Após 4 meses, inquérito sobre caso de aborto de GCM segue sem conclusão

Sindicância foi aberta em março após denúncias apontarem que um servidor da Prefeitura de Aparecida teria provocado o aborto de uma GCM sem o consentimento da gestante

O inquérito que apura a ocorrência de um suposto aborto da gestação de uma guarda municipal de Aparecida de Goiânia está há 4 meses sem conclusão.

Nesta quinta-feira, 1º, o Folha Z esteve na 2ª Delegacia Regional da Polícia Civil (PC), que fica próxima à Câmara de Vereadores de Aparecida, região central.

Segundo a delegada responsável pela investigação, Cybelle Tristão, um laudo pericial é aguardado para fechar o inquérito.

O resultado deve sair nos próximos dias.

A delegada não deu detalhes sobre o laudo.

Disse que só irá se pronunciar após o término da investigação.

Hipótese

Um policial civil, que preferiu não se identificar, sugeriu que o laudo pericial, que a delegada Cybelle aguarda, seja diálogos telefônicos envolvendo a GCM e o acusado.

Delegada Cybelle Tristão concede entrevista ao Folha Z
Cybelle Tristão, delegada responsável pelo caso, tem evitado fornecer detalhes da investigação | Foto: Folha Z

Relembre o caso

Um inquérito foi aberto no dia 1º de março após denúncias apontarem que um servidor da Prefeitura de Aparecida teria provocado o aborto de uma GCM sem o consentimento da gestante.

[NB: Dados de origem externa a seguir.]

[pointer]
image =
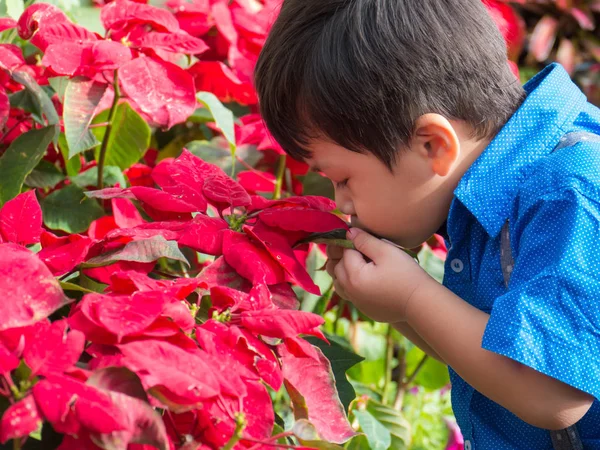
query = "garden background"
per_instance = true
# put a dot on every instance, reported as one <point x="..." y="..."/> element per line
<point x="154" y="297"/>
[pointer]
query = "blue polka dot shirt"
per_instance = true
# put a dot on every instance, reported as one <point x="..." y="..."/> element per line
<point x="549" y="317"/>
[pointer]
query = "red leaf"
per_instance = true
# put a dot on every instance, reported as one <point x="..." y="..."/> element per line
<point x="301" y="219"/>
<point x="6" y="23"/>
<point x="30" y="291"/>
<point x="282" y="323"/>
<point x="103" y="55"/>
<point x="283" y="296"/>
<point x="238" y="250"/>
<point x="63" y="32"/>
<point x="36" y="16"/>
<point x="52" y="349"/>
<point x="178" y="42"/>
<point x="64" y="58"/>
<point x="171" y="231"/>
<point x="216" y="77"/>
<point x="257" y="181"/>
<point x="11" y="57"/>
<point x="219" y="273"/>
<point x="8" y="362"/>
<point x="70" y="405"/>
<point x="125" y="213"/>
<point x="224" y="192"/>
<point x="543" y="38"/>
<point x="61" y="255"/>
<point x="121" y="14"/>
<point x="99" y="228"/>
<point x="204" y="234"/>
<point x="511" y="26"/>
<point x="155" y="199"/>
<point x="224" y="22"/>
<point x="142" y="423"/>
<point x="21" y="219"/>
<point x="176" y="377"/>
<point x="139" y="175"/>
<point x="314" y="381"/>
<point x="162" y="90"/>
<point x="279" y="248"/>
<point x="4" y="108"/>
<point x="163" y="201"/>
<point x="307" y="201"/>
<point x="183" y="178"/>
<point x="20" y="419"/>
<point x="123" y="315"/>
<point x="244" y="347"/>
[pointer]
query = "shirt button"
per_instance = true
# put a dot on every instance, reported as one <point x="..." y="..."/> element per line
<point x="457" y="265"/>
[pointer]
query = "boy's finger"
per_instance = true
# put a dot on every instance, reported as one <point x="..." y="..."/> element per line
<point x="367" y="244"/>
<point x="340" y="275"/>
<point x="334" y="252"/>
<point x="330" y="266"/>
<point x="353" y="262"/>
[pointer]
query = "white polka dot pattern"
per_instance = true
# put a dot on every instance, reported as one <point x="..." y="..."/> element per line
<point x="549" y="319"/>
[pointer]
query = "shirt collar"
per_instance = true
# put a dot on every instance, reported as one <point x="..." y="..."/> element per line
<point x="489" y="187"/>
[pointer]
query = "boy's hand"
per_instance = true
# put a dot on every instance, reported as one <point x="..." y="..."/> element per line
<point x="382" y="288"/>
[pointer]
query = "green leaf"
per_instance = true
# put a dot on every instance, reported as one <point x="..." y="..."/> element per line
<point x="59" y="84"/>
<point x="112" y="176"/>
<point x="92" y="285"/>
<point x="308" y="436"/>
<point x="314" y="262"/>
<point x="378" y="436"/>
<point x="341" y="360"/>
<point x="66" y="286"/>
<point x="21" y="158"/>
<point x="89" y="17"/>
<point x="128" y="140"/>
<point x="43" y="102"/>
<point x="433" y="375"/>
<point x="433" y="265"/>
<point x="144" y="250"/>
<point x="315" y="184"/>
<point x="69" y="210"/>
<point x="45" y="176"/>
<point x="394" y="422"/>
<point x="82" y="97"/>
<point x="73" y="165"/>
<point x="214" y="153"/>
<point x="14" y="8"/>
<point x="27" y="101"/>
<point x="223" y="117"/>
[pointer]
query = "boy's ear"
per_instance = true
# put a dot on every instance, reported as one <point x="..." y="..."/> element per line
<point x="436" y="139"/>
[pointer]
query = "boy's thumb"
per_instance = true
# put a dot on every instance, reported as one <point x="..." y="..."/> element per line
<point x="365" y="243"/>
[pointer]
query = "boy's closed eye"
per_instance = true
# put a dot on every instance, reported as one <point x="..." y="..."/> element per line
<point x="341" y="184"/>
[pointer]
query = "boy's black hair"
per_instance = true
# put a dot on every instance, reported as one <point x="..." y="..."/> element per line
<point x="360" y="72"/>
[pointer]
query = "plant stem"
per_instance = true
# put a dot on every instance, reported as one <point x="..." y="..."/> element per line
<point x="389" y="355"/>
<point x="280" y="174"/>
<point x="412" y="377"/>
<point x="240" y="424"/>
<point x="338" y="315"/>
<point x="400" y="380"/>
<point x="111" y="117"/>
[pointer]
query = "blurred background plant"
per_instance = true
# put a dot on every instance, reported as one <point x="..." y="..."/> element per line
<point x="399" y="397"/>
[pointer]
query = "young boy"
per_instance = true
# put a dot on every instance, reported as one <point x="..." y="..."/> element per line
<point x="411" y="109"/>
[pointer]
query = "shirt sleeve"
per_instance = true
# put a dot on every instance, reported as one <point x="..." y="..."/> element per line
<point x="549" y="319"/>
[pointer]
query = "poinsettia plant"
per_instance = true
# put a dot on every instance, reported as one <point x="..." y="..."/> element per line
<point x="161" y="256"/>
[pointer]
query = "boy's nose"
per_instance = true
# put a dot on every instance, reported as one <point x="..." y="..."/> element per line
<point x="344" y="204"/>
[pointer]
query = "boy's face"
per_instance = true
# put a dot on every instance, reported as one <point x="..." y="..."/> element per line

Dias depois, o Folha Z antecipou que os testes iniciais não haviam comprovado a existência do crime.

Indignado com as acusações, o principal suspeito prestou queixa-crime contra pessoas que divulgaram as informações associando seu nome ao caso.

A defesa do homem argumenta que essas pessoas teriam praticado crime de calúnia.